The hackers reportedly worked for China’s Ministry of State Security and sought to obtain commercial secrets from the customers of the IT service giants.
Reports that China supports its own hacking teams, or alternatively supports third party hackers, have been ongoing for a number of years now. Last year the scale of Chinese cyber offensive capabilities were exposed after an American security firm (Recorded Future) said the hackers had used computers at China’s Tsinghua University to target US energy and communications companies.
And now a Reuters investigation has revealed that the Cloud Hopper campaign was extensive, and has been taking place over a number of years.
The campaign has been attributed to China by the United States and its Western allies.
According to Reuters, A US indictment in December outlined an elaborate operation to steal Western intellectual property in order to advance China’s economic interests but stopped short of naming victim companies.
But the Reuters report has identified two victims, namely Hewlett Packard Enterprise and IBM.
And Reuters also discovered that at least six other technology service providers were compromised. This includes Japan’s Fujitsu and NTT Data, India’s Tata Consultancy Services, South African Dimension Data, and US firms Computer Sciences Corporation and DXC Technology (HPE’s spun-off services arm).
The Reuters investigation also revealed other victims who were clients of the service providers. That list includes Swedish telecoms giant Ericsson, US Navy shipbuilder Huntington Ingalls Industries and travel reservation system Sabre.
HPE was quoted as saying that it worked “diligently for our customers to mitigate this attack and protect their information.”
DXC said it had “robust security measures in place” to protect itself and clients, neither of which have “experienced a material impact” due to Cloud Hopper.
NTT Data, Dimension Data, Tata Consultancy Services, Fujitsu and IBM declined to comment.
“This was a sustained series of attacks with a devastating impact,” said Robert Hannigan, former director of Britain’s GCHQ signals intelligence agency and now European chairman at cybersecurity firm BlueVoyant.
“This seems to have started with spear phishing emails and highlights with such ease how this sort of operation works,” explained Jake Moore, Cybersecurity Specialist at ESET.
“State sponsored or not, governments should be extremely vigilant with email links and attachments amongst their staff, let alone user rights,” said Moore. “Email acts as the first wall of defence and when in-house training is already second nature, cheap and easy to implement within law enforcement, there really is little excuse for this to occur.”

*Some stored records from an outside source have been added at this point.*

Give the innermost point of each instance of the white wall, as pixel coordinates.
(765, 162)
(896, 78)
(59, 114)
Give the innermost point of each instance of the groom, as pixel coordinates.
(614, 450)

“Furthermore, any cloud based connectivity should include multi factor authentication to thwart such attacks from occurring,” said Moore. “These attackers are well aware of such vulnerabilities and will always be one step ahead. We need to realise that these sorts of threats are inevitable and we need to work to prevent them as best as possible.”
The Chinese Foreign Ministry meanwhile said Beijing opposed cyber-enabled industrial espionage.
“The Chinese government has never in any form participated in or supported any person to carry out the theft of commercial secrets,” it said in a statement to Reuters.
Chinese hackers such as the APT10 group for example have been identified by multiple sources as being responsible for an attack on mobile telecommunications providers that affected more than 10 companies around the world and resulted in the theft of gigabytes of data on highly targeted individuals.